BZ proposed the method, designed the research, and wrote the manuscript. PH processed the data, analyzed the results, and wrote the manuscript. RO revised the manuscript.

Corresponding author

Correspondence to Baocheng Zhang.

Appendix: Proof of Eqs. (18) and (19)

Appendix: Proof of Eqs. (18) and (19)

We consider a network where \(n\) receivers (\(r = 1, \ldots ,n\)) track \(m\) satellites (\(s = 1, \ldots ,m\)), and the receiver \(r\) tracks \(m_{r}\) satellites. Moreover, we assume that satellite 1 (\(s = 1\)) is commonly visible to all receivers. For brevity, we only consider the parameters on one frequency and omit the frequency index in the following. We write the vector of phase biases and ambiguities \({\overline{\mathbf{a}}}\) with its design matrix \({\overline{\mathbf{A}}}\) as

$$ \begin{aligned} {\overline{\mathbf{A}}} & = \left[ {\begin{array}{*{20}c} {\mathbf{B}} & {\mathbf{C}} & {\mathbf{D}} \\ \end{array} } \right] \\ {\overline{\mathbf{a}}} & = \left[ {\begin{array}{*{20}c} {\mathbf{Z}} & {{{\varvec{\Delta}}}_{r} } & {{{\varvec{\Delta}}}^{{s}} } \\ \end{array} } \right]^{T} \\ \end{aligned} $$
(A1)

where \({\mathbf{B}} = \mathrm{blkdiag}\left( {\lambda {\mathbf{I}}_{{m_{1} }} ,\lambda {\mathbf{I}}_{{m_{2} }} , \ldots ,\lambda {\mathbf{I}}_{{m_{n} }} } \right)\), \({\mathbf{C}} = \mathrm{blkdiag}\left( {{\mathbf{e}}_{{m_{1} }} ,{\mathbf{e}}_{{m_{2} }} , \ldots ,{\mathbf{e}}_{{m_{n} }} } \right)\) and \({\mathbf{D}} = \left( { - {\mathbf{d}}_{{m_{1} \times m}}^{T} , - {\mathbf{d}}_{{m_{2} \times m}}^{T} , \ldots , - {\mathbf{d}}_{{m_{n} \times m}}^{T} } \right)^{T}\) in which \(\mathrm{blkdiag}\left( . \right)\) denotes a block diagonal matrix, \({\mathbf{I}}_{{m_{r} }}\) is an \(m_{r}\) identity matrix, \({\mathbf{e}}_{{m_{r} }}\) is a \(m_{r} \times 1\) vector of ones, and \({\mathbf{d}}_{{m_{r} \times m}}\) is the coefficient matrix of the satellite phase biases corresponding to the observations of receiver \(r\). \({\mathbf{Z}} = \left[ {{\mathbf{z}}_{1} ,{\mathbf{z}}_{2} , \ldots ,{\mathbf{z}}_{n} } \right]\) in which \({\mathbf{z}}_{r} = [z_{r}^{1} ,z_{r}^{2} , \ldots ,z_{r}^{{m_{r} }} ]\) is the ambiguity vector corresponding to receiver \(r\). \({{\varvec{\Delta}}}_{r} = \left[ {\overline{\delta }_{1} ,\overline{\delta }_{2} , \ldots ,\overline{\delta }_{n} } \right]\) and \({{\varvec{\Delta}}}^{{s}} = \left[ {\overline{\delta }^{1} ,\overline{\delta }^{2} , \ldots ,\overline{\delta }^{m} } \right]\) are the receiver phase biases and SPBs, respectively.

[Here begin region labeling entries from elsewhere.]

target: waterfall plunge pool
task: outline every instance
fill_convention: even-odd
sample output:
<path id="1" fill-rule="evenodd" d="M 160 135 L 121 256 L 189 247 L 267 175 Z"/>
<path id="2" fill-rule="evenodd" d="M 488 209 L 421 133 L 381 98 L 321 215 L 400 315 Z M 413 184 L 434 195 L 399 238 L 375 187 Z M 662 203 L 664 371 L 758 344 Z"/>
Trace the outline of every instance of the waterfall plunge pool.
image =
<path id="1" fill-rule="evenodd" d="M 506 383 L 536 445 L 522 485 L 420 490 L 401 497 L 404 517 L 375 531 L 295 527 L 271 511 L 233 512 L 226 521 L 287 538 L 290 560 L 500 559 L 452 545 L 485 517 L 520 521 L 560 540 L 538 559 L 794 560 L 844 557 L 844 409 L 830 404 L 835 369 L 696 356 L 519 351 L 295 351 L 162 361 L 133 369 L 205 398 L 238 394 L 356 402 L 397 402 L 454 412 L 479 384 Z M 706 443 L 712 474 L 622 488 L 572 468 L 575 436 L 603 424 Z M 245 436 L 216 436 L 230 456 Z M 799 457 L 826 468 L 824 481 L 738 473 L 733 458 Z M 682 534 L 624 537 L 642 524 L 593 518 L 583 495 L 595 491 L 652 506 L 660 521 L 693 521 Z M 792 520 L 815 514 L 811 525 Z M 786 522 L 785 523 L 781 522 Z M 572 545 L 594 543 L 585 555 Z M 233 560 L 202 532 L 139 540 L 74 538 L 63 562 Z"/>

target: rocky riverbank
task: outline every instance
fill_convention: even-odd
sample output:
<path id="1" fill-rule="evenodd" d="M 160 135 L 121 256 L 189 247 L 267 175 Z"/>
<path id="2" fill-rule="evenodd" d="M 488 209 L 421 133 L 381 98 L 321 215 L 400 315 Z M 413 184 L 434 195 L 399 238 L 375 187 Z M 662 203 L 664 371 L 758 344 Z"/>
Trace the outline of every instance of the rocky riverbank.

Since the column vectors of matrix \({\overline{\mathbf{A}}}\) is linearly dependent, the parameters of vector \({\overline{\mathbf{a}}}\) cannot be estimated unbiasedly. In what follows, we employ the S-system theory to identify and eliminate the rank deficiencies in a step-by-step manner. The linear dependence between the vector of receiver phase biases and SPBs is shown by

$$ \sum\limits_{r = 1}^{n} {{\mathbf{c}}_{r} + \sum\limits_{s = 1}^{m} {{\mathbf{d}}^{{s}} } } = 0 $$
(A2)

where \({\mathbf{c}}_{r}\) is the \(r_{th}\) column of \({\mathbf{C}}\) and \({\mathbf{d}}^{{s}}\) is the \(s_{th}\) column of \({\mathbf{D}}\). Equation (A2) indicates that one rank deficiency arises, for which we choose \(\overline{\delta }^{1}\) as the datum to eliminate. Hence, we delete \({\mathbf{d}}^{1}\) in \({\overline{\mathbf{A}}}\) and rewrite the design matrix and parameter vector as

$$ \begin{aligned} {\hat{\mathbf{A}}} & = \left[ {\begin{array}{*{20}c} {\mathbf{B}} & {\mathbf{C}} & {{\hat{\mathbf{D}}}} \\ \end{array} } \right] \\ {\hat{\mathbf{a}}} & = \left[ {\begin{array}{*{20}c} {\mathbf{Z}} & {{\hat{\varvec{\Delta }}}_{r} } & {{\hat{\varvec{\Delta }}}^{{s}} } \end{array} } \right]^{T} \end{aligned} $$
(A3)

where \({\hat{\mathbf{D}}} = \left[ {{\mathbf{d}}^{2} ,{\mathbf{d}}^{3} , \ldots ,{\mathbf{d}}^{m} } \right]\), \({\hat{\varvec{\Delta }}}_{r} = \left[ {\hat{\hat{\delta }}_{1} ,\hat{\hat{\delta }}_{2} , \ldots ,\hat{\hat{\delta }}_{n} } \right]\), and \({\hat{\varvec{\Delta }}}^{{s}} = \left[ {\hat{\hat{\delta }}^{2} ,\hat{\hat{\delta }}^{3} , \ldots ,\hat{\hat{\delta }}^{m} } \right]\), in which

$$ \begin{aligned} \hat{\hat{\delta }}_{r} & = \overline{\delta }_{r} - \overline{\delta }^{1} \\ \hat{\hat{\delta }}^{{s}} & = \overline{\delta }^{{s}} - \overline{\delta }^{1} \quad \left( {s > 1} \right) \\ \end{aligned} $$
(A4)

are the redefined receiver phase bias and SPB.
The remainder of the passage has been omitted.